Mi exmarido, cuando aún me hablaba, aseguraba que yo le hice mucho daño. Sé que hice tonterías de las que me arrepiento enormemente y sé que le dañaron enormemente aunque también sé que el daño en realidad se lo hizo a sí mismo, porque no supo cambiar de esquemas. Siempre estuvo en su mano la potestad de decir no. No supo, le faltaba información sobre sí mismo. También es cierto que él se atenía al ideal que la sociedad en la que vive legitima y que cumplía a la perfección el papel que de él se esperaba: el hombre «viril», seguro de sí mismo, dominante, fuerte, siempre al mando.
En definitiva, creo que finalmente entramos en una interacción tóxica, y cuando me di cuenta, me marché. Cuando intenté regresar, él no me aceptó, y probablemente hiciera bien.
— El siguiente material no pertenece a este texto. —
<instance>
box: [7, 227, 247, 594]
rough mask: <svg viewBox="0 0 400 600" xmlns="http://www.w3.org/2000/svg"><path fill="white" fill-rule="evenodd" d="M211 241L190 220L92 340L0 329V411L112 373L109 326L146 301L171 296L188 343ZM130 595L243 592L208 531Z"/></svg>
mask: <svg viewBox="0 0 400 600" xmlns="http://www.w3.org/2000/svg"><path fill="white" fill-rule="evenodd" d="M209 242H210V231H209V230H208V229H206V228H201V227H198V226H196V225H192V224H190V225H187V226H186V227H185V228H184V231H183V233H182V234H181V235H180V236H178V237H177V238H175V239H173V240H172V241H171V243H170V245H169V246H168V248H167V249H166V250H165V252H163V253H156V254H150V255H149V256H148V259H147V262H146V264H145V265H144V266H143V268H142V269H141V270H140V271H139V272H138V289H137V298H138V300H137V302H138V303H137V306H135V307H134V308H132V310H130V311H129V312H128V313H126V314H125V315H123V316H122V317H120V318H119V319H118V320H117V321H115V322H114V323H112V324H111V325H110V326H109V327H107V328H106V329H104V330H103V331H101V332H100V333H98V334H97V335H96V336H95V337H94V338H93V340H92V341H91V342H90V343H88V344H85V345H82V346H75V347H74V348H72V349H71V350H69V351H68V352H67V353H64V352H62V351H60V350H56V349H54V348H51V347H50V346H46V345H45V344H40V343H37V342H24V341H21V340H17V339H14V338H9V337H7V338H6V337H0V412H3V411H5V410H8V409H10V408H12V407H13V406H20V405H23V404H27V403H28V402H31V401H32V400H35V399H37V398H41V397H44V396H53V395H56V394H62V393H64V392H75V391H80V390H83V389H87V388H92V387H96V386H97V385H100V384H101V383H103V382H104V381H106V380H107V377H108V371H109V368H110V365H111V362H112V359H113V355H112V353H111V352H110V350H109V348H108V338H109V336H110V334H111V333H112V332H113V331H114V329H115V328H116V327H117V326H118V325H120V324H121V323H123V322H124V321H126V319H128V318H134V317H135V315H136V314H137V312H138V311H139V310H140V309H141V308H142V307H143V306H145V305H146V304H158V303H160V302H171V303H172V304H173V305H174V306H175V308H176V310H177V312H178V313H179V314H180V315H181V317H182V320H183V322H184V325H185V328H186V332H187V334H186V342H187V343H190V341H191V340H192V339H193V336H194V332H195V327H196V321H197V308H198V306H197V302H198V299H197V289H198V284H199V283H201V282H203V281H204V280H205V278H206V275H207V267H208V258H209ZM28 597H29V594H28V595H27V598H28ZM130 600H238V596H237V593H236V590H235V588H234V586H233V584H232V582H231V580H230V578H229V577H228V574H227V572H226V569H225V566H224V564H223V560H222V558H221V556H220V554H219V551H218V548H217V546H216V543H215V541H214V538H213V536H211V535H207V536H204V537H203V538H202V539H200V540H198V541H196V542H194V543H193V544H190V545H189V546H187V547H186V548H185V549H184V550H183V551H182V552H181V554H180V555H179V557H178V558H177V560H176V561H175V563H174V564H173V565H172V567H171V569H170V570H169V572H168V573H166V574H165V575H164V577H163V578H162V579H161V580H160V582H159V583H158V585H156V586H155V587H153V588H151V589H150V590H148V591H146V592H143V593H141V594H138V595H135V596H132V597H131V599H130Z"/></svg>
Creo que en este libro queda claro que no quiero narrar historias de culpables y víctimas sino de causas y consecuencias, de batallas y supervivientes, de mecanismos que no funcionan y que hace falta desmontar y reparar, de estructuras que se derriban.
Y le dedico este libro a mi exmarido esperando que algún día podamos tener una conversación parecida a la que finalmente mantuve con mi amigo y deseándole toda la felicidad que no supo construir conmigo.